Algumas músicas deixam tal marca na época, elas são associadas para sempre com essa controvérsia e estão enraizadas não apenas na história da música, mas na cultura popular como um todo. Confira algumas músicas controversas que deixaram sua marca.

músicas controversas

Confira 8 músicas controversas que deixaram sua marca na cultura pop:

8. Get Back (The Beatles)

Embora a letra da música “Get Back” dos Beatles diz ser sobre voltar a sua criança interior e paz interior, outros acreditam que a melodia é um ataque secreto à imigração no Reino Unido. Embora haja pouca ou nenhuma fundação para as reivindicações, particularmente os Beatles abraçaram muitas culturas diferentes e uma diversidade geral. Eles ainda aparecem de vez em quando em discussões de conspiração – geralmente ao lado daquele onde o “real” Paul McCartney morreu 1966, mas a banda o encobriu.

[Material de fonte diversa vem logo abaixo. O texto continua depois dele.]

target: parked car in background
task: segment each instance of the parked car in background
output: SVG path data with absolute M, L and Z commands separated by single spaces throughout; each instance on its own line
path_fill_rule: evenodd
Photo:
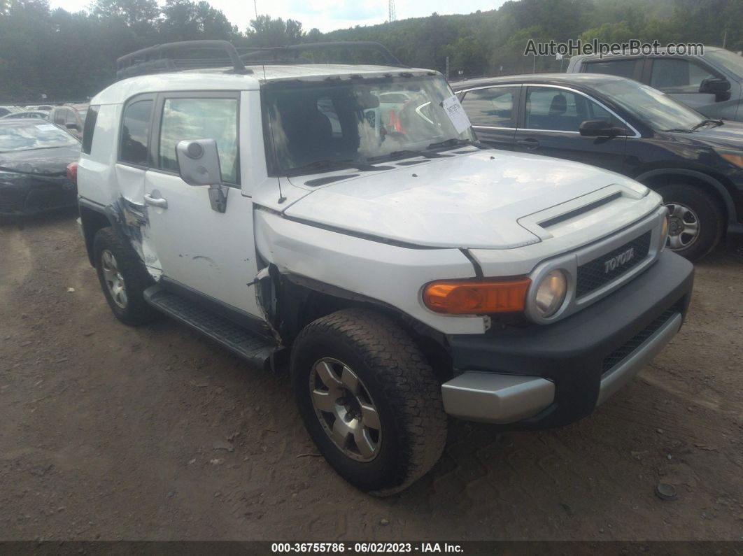
M 17 106 L 0 106 L 0 118 L 20 111 L 21 109 Z
M 42 110 L 26 110 L 22 112 L 12 112 L 3 116 L 1 120 L 48 120 L 49 113 Z
M 0 215 L 74 206 L 77 190 L 66 173 L 80 154 L 80 141 L 49 122 L 0 120 Z
M 65 128 L 78 139 L 81 139 L 87 114 L 87 104 L 55 106 L 49 114 L 49 120 L 59 127 Z
M 567 71 L 635 79 L 708 118 L 743 121 L 743 56 L 724 48 L 705 47 L 704 56 L 577 56 Z
M 708 120 L 636 81 L 594 73 L 464 81 L 460 97 L 480 140 L 583 162 L 660 193 L 669 246 L 695 260 L 726 231 L 743 231 L 743 124 Z

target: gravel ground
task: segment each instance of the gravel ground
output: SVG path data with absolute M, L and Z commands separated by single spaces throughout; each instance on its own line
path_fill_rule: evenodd
M 698 264 L 680 334 L 591 417 L 452 421 L 433 470 L 379 500 L 317 457 L 285 376 L 116 321 L 74 212 L 4 221 L 0 539 L 743 540 L 742 267 L 740 237 Z

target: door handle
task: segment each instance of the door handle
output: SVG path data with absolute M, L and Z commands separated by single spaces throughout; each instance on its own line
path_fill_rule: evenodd
M 167 209 L 168 201 L 162 197 L 152 197 L 149 193 L 144 194 L 144 202 L 148 205 L 152 205 L 152 206 L 157 206 L 160 209 Z
M 539 146 L 539 142 L 536 139 L 519 139 L 516 143 L 527 148 L 536 148 Z

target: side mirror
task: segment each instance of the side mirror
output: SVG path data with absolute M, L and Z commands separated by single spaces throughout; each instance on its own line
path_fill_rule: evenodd
M 578 132 L 584 137 L 615 137 L 626 135 L 624 128 L 614 127 L 603 120 L 587 120 L 580 124 Z
M 730 82 L 724 77 L 704 79 L 699 84 L 699 92 L 715 95 L 716 102 L 729 100 L 730 98 Z
M 227 208 L 230 188 L 222 185 L 217 142 L 213 139 L 181 141 L 175 145 L 181 179 L 189 186 L 209 186 L 212 209 L 224 212 Z

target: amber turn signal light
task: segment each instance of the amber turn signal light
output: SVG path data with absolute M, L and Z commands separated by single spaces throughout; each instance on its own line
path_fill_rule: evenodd
M 516 313 L 524 310 L 531 281 L 446 281 L 426 286 L 423 301 L 429 309 L 449 315 Z

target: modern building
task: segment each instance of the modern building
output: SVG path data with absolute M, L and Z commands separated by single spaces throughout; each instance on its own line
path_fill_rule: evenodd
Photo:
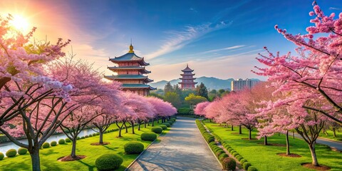
M 197 83 L 194 82 L 196 78 L 194 78 L 195 73 L 192 73 L 193 71 L 194 70 L 190 69 L 187 64 L 187 68 L 182 70 L 183 73 L 180 74 L 182 78 L 180 78 L 181 82 L 178 83 L 180 84 L 180 89 L 195 89 L 195 85 L 196 85 Z
M 246 79 L 243 80 L 239 78 L 238 80 L 232 81 L 230 88 L 233 91 L 242 90 L 244 88 L 252 88 L 259 81 L 258 80 L 251 80 Z
M 141 95 L 148 95 L 150 90 L 156 89 L 147 85 L 148 83 L 153 81 L 145 76 L 151 73 L 145 68 L 150 63 L 146 63 L 144 58 L 134 53 L 132 44 L 130 46 L 128 53 L 119 57 L 110 58 L 109 61 L 117 66 L 108 67 L 108 68 L 117 73 L 118 75 L 105 76 L 105 78 L 122 83 L 123 90 L 132 91 Z

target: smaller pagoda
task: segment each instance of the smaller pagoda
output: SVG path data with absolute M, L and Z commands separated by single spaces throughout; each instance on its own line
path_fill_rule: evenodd
M 192 73 L 194 70 L 190 69 L 190 68 L 189 68 L 189 65 L 187 64 L 187 68 L 182 70 L 182 72 L 183 72 L 182 74 L 180 74 L 182 78 L 180 78 L 181 82 L 178 83 L 180 84 L 180 88 L 182 90 L 195 89 L 195 85 L 196 85 L 197 83 L 194 82 L 194 81 L 196 79 L 196 78 L 194 78 L 195 73 Z

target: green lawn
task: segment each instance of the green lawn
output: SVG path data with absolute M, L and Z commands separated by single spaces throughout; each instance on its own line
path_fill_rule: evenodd
M 209 121 L 208 121 L 209 122 Z M 264 139 L 259 140 L 242 140 L 248 138 L 248 130 L 244 128 L 242 135 L 237 134 L 239 128 L 235 127 L 232 131 L 218 124 L 205 122 L 205 125 L 212 130 L 223 141 L 227 142 L 234 150 L 249 161 L 252 165 L 259 171 L 264 170 L 312 170 L 305 168 L 301 163 L 311 162 L 311 157 L 308 145 L 301 140 L 290 138 L 290 150 L 291 153 L 301 155 L 301 157 L 293 158 L 277 155 L 276 153 L 286 152 L 286 147 L 263 145 Z M 234 133 L 234 134 L 232 134 Z M 253 131 L 255 138 L 256 131 Z M 274 135 L 268 138 L 269 143 L 286 144 L 284 135 Z M 318 163 L 331 167 L 331 170 L 342 170 L 342 153 L 334 152 L 325 145 L 317 145 L 316 153 Z
M 155 123 L 155 126 L 158 125 Z M 115 128 L 113 125 L 113 128 Z M 128 129 L 128 133 L 123 130 L 123 138 L 117 138 L 118 131 L 103 135 L 103 141 L 110 144 L 106 145 L 91 145 L 90 143 L 98 142 L 99 136 L 90 137 L 77 140 L 76 155 L 86 155 L 86 157 L 78 161 L 58 162 L 57 159 L 70 155 L 71 152 L 71 143 L 58 145 L 47 149 L 41 150 L 41 167 L 42 170 L 97 170 L 95 161 L 99 156 L 107 153 L 116 153 L 123 157 L 123 162 L 118 170 L 124 170 L 137 157 L 138 155 L 126 155 L 123 145 L 130 141 L 140 141 L 147 147 L 151 142 L 142 141 L 140 135 L 143 132 L 150 131 L 152 126 L 146 128 L 141 127 L 141 130 L 138 130 L 135 127 L 135 134 L 131 133 L 132 128 Z M 164 130 L 163 133 L 168 130 Z M 0 160 L 0 170 L 31 170 L 30 155 L 16 155 L 12 158 L 5 157 Z

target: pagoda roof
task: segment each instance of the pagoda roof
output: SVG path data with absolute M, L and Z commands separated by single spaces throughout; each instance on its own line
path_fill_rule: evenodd
M 157 88 L 150 86 L 150 85 L 146 84 L 123 84 L 123 89 L 129 88 L 148 88 L 150 90 L 156 90 Z
M 190 68 L 189 68 L 189 66 L 187 64 L 187 68 L 185 68 L 185 69 L 182 70 L 182 72 L 193 72 L 194 70 L 191 69 Z
M 113 63 L 121 63 L 121 62 L 138 62 L 141 66 L 148 66 L 150 63 L 146 63 L 144 61 L 144 58 L 140 57 L 133 51 L 133 46 L 132 44 L 130 46 L 130 51 L 125 55 L 115 57 L 114 58 L 109 58 L 109 61 Z

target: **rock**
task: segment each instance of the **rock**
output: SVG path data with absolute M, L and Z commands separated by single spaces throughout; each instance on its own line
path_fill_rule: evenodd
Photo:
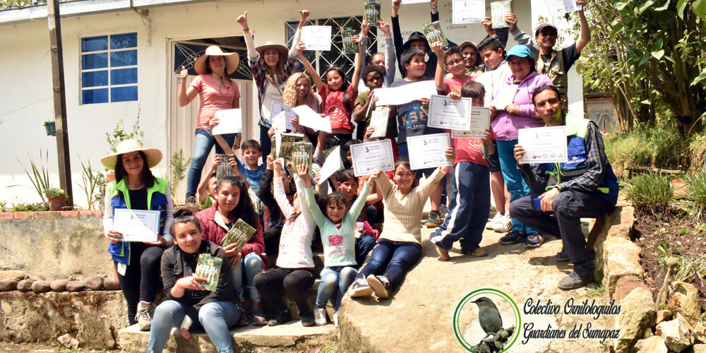
M 17 289 L 17 284 L 20 281 L 16 278 L 11 280 L 0 280 L 0 292 L 8 292 Z
M 68 292 L 80 292 L 85 288 L 83 281 L 69 281 L 66 283 L 66 290 Z
M 678 299 L 679 309 L 685 315 L 697 320 L 701 318 L 699 291 L 695 287 L 689 283 L 674 281 L 669 287 L 669 298 L 676 297 Z
M 656 333 L 664 339 L 664 344 L 670 351 L 681 352 L 693 343 L 691 333 L 686 326 L 686 321 L 678 317 L 657 325 Z
M 54 280 L 49 283 L 49 287 L 54 292 L 66 292 L 68 284 L 68 280 Z
M 662 336 L 652 336 L 638 341 L 635 345 L 638 353 L 667 353 L 666 345 Z
M 630 292 L 633 292 L 633 289 L 638 287 L 650 290 L 650 287 L 645 284 L 645 281 L 635 276 L 622 277 L 616 282 L 616 290 L 615 293 L 613 294 L 613 299 L 616 302 L 619 302 L 627 297 Z
M 85 281 L 86 288 L 92 290 L 100 290 L 103 289 L 103 277 L 101 276 L 93 276 L 89 277 Z
M 30 292 L 32 290 L 32 284 L 35 282 L 37 282 L 37 280 L 33 278 L 22 280 L 17 284 L 17 290 L 21 292 Z
M 69 349 L 76 350 L 78 349 L 78 340 L 73 338 L 73 337 L 71 337 L 71 335 L 68 333 L 64 335 L 63 336 L 60 336 L 59 338 L 56 339 L 56 340 L 59 341 L 59 342 L 61 343 L 61 345 Z
M 103 281 L 103 288 L 106 290 L 120 290 L 120 283 L 112 278 L 106 278 Z
M 50 290 L 52 290 L 52 286 L 47 281 L 40 280 L 32 284 L 32 292 L 35 293 L 44 293 Z
M 27 277 L 27 273 L 19 270 L 0 271 L 0 280 L 17 280 L 18 282 Z
M 620 301 L 620 305 L 621 311 L 616 318 L 616 329 L 620 330 L 620 335 L 614 343 L 618 353 L 630 351 L 639 340 L 644 338 L 657 316 L 652 294 L 644 288 L 633 289 Z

Havia versões alternativas da canção gravada, que realmente ofereceram referências mais diretas à imigração para o Reino Unido. No entanto, estas letras satíricas foram escritas como uma condenação para as atitudes racistas e xenófobas.

7. Better By You, Better Than Me (Judas Priest)

Quando dois rapazes (James Vance e Ray Belknap) tentaram suicídio em 1985 – um deles conseguindo – os pais do garoto sobrevivente (Vance) reivindicaram que a música “Better By You, Better Than Me” era a culpada, e a banda tinha mensagens subliminares intencionalmente colocadas dentro da canção para incentivar tal ação.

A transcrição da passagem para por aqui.